Rating:  Summary: Latour for beginners Review: Latour has written a clear introduction to his current position in the field of STS-studies. Chapter after chapter, patiently, he clarifies the basic premises of his work. Whatever one thinks about Latour's radical redifinition of the field of science and technology studies, this is an enjoyable book: clear and well written.
Rating:  Summary: Yawn, once again Review: LaTour should learn something about science before pontificating about it! Once again he displays only a shallow knowledge of science and tries again to place it on another coordinate grid. A real intellectual yawn.
Rating:  Summary: A book of outtakes Review: This book is like the album that bands make to fill out their recording contracts, so they can move to another record label.

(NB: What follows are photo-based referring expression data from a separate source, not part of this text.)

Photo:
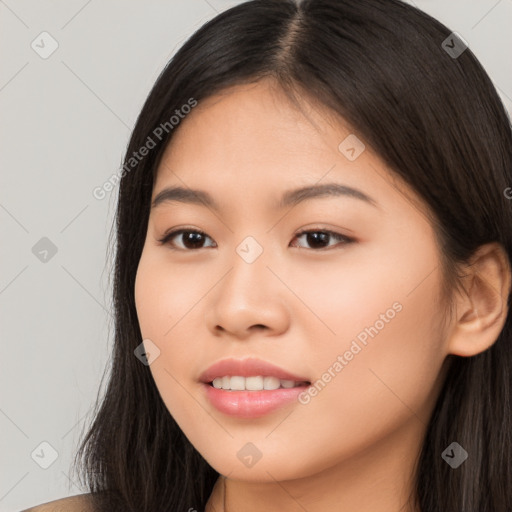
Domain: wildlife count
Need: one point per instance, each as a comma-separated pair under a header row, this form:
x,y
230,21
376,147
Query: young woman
x,y
312,276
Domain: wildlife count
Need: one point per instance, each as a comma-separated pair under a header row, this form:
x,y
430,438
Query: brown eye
x,y
192,239
319,239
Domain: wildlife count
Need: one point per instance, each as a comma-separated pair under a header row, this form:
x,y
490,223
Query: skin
x,y
299,306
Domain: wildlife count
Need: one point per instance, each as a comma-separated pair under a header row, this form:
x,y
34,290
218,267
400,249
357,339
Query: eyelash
x,y
165,240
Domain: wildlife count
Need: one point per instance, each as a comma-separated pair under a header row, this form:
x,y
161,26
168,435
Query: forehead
x,y
251,140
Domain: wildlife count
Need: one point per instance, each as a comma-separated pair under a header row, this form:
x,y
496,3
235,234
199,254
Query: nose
x,y
249,298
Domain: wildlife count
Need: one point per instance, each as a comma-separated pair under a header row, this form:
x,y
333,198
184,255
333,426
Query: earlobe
x,y
483,310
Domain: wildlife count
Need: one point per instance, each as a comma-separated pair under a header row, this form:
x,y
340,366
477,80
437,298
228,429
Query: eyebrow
x,y
289,198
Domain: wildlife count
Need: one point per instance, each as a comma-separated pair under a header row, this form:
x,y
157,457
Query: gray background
x,y
65,122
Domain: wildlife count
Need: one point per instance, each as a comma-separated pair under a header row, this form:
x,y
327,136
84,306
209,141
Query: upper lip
x,y
246,368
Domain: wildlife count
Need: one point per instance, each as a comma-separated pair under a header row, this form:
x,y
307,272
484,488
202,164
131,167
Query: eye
x,y
195,238
321,236
191,241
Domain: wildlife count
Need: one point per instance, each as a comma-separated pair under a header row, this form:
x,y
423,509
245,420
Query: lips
x,y
246,368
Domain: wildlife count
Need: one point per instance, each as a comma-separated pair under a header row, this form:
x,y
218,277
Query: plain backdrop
x,y
65,121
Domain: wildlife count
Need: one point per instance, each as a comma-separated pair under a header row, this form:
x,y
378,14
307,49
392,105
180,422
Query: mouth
x,y
255,383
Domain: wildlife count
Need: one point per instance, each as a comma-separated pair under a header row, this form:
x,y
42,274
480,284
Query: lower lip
x,y
251,404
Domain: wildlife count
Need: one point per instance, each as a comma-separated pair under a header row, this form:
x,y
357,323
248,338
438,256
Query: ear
x,y
482,311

Nothing very new here, except perhaps for the level of rambling that Harvard seems to tolerate in Latour. There are a couple decent stabs at explaining the metaphysical implications of actor-network theory. But frankly if it weren't so easy to slap some actor-network theory on a piece of ordinary empirical work to make it shimmer, I doubt that people would take this stuff so seriously. Historians of tomorrow will have a good laugh at our expense.

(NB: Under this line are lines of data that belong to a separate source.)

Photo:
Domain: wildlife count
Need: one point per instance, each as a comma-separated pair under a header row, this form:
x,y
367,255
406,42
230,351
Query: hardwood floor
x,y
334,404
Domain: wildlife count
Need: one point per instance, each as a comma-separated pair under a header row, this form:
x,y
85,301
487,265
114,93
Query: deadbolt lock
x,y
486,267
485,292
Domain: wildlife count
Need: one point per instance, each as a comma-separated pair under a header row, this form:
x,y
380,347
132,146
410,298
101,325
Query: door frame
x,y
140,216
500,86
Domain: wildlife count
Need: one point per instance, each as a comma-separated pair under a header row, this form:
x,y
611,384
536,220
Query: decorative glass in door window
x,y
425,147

Rating:  Summary: Not One For The Purists Review: You have to admire Bruno Latour's persistence in the face of often vicious misunderstanding of what he's about. In many ways the core insights he has brought to the study of science have been available to readers for almost 20 years, yet it is still necessary for him to constantly reframe arguments to try and get the points across. This book shows once again the profound seriousness of his philosophical approach, based in the work of Serres, Deleuze and Whitehead amongst many others, and yet it seems inevitable that its lucid style and empirical foundation will find 'academic' philosophers once again all at sea (and substituting the usual bile for genuine understanding). This is Latour at his most sober, pleading for common sense in an area that is surely the intellectual world's biggest reservoir of wishful mysticism - the relationship between representation and reality. It's not just philosophers who find this banal question interesting, but also scientists, who increasingly adopt the same impoverished schema as those in science studies have developed over the years to judge (not understand) what scientists do. This is one of the great strengths of Latour's book and overall approach, how he respects the work and procedures of both sides, using neither to be reductionist about the other. What emerges is a science fully implicated in the 'social' world, and a social world just as implicated in the world of facts and theories - no puritanical separation, but also not a simple reflection of one in the other either. It will confuse and anger philosophers and scientists alike, but only to the extent that they have disciplinary empires to protect - Latour is interested in the world, and not constant petty claims about who understands it best.